Ruskin Bond feels lucky to live in India. The celebrated author says there is more freedom for writers in India despite various conflicts and occasional turmoil.
"If you think of the world in the present circumstances, how borders change and conflicts are constantly erupting in the world, it is not a peaceful universe as it was before," Bond told IANS in an email interview when asked about his relationship with the country.
"I find it very lucky to be an Indian and living in India. That is the one reason I am never attracted to going abroad or settling in any other country because in spite of various conflicts and occasional turmoil, compared to other countries, you would find more freedom and topics for a writer in India," added the author of British descent.
Bond, who was associated with Landmark's Child Reading to Child initiative for the fourth time this year, continued, "Suppose you were a writer in China and you go and sit to write on Great Wall of China, somebody would come in and take you away...go down the list of various countries, you will find that living in Europe is very dull."
"If you live in America, you need a gun and I am not very fast with a gun, so I think I would walk out very quickly. So, I think it's much better here if you compare it to other lands."

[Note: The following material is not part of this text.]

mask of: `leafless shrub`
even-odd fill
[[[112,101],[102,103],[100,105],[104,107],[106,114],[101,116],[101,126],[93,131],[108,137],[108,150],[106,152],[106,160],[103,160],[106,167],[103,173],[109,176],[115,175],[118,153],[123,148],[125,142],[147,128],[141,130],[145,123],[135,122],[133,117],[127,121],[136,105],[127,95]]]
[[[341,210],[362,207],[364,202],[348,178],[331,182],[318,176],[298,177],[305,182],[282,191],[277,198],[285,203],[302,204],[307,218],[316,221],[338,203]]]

Born in Kasauli in what is now Himachal Pradesh, Bond grew up in Dehradun, New Delhi and Shimla. He then spent four years in London as a young man, only to return to India in 1955. He has been staying at Ivy Cottage in Landour since 1981.
Starting his journey as a writer with his first book at the age of 17, Bond has spent 68 years giving words to his thoughts, creating a collection of over a hundred novellas, short stories, non-fiction and poetry books.

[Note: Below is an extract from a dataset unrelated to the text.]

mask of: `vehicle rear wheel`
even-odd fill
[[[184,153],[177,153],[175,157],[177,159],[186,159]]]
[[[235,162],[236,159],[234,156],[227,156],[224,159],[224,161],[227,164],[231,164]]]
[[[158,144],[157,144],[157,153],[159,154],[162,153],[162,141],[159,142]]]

Looking back, Bond said, "I was a bookworm in school and in those days it was easy to get books. Bigger cities had book shops. Also, I had a very lonely childhood so I had turned to books at an early age and they were a great help and by the time I had finished school I had decided that this is what I want to do." And he feels he "didn't do badly".
"I started wanting to become a well-known writer and today I have lots of readers. It took a long time but it came about. So if you do have a dream, something you want to do very much in your life it will come about if you persist.

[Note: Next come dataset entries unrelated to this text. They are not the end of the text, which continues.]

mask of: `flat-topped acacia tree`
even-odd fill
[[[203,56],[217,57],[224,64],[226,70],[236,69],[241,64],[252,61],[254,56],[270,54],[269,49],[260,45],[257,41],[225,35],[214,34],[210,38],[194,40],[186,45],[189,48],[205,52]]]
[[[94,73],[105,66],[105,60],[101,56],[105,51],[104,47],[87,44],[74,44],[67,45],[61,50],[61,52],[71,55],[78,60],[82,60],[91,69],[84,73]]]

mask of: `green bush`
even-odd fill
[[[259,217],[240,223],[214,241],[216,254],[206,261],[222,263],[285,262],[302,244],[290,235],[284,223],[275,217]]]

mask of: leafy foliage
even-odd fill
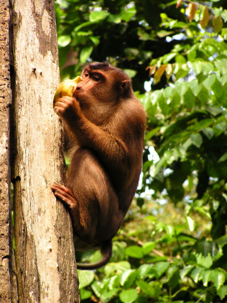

"If you keep that vision in mind and the desire within you, you have to work towards it, you just can't sit back and expect everything to come to you. You have to work towards it as for some people it might come very quickly and for some it may take a lifetime."
But success can't come at the cost of quality.
"I see that a lot of people are rushing through. They just want to see their name on the book. The other day, there was a book launch and was self-published by an author and the writer had simple grammatical errors, even the sentences hadn't been rightly put together. Nobody would ever enjoy reading that book. There was no fluency. So the language is all important to begin with," said the 84-year-old.
He has spent many years spreading happiness with his stories, and garnered appreciation from all quarters. He is determined to not let age slow him down.
"There will always be books as long as I am mentally capable of it," said the author, who has been bestowed the Sahitya Akademi Award for English Writing, as well as the Padma Bhushan and the Padma Shri, the country's third and fourth highest civilian awards.
"I am done and nearly finished with a book on trees, flowers and plants. It's not a scientific book. I will do another and finish a story of me being a goal keeper. A lot of people think I am a good writer and praise me, but no one praises me for being a goal keeper and in this book I am going to praise myself as a goal keeper. And then what else, I would see how it goes."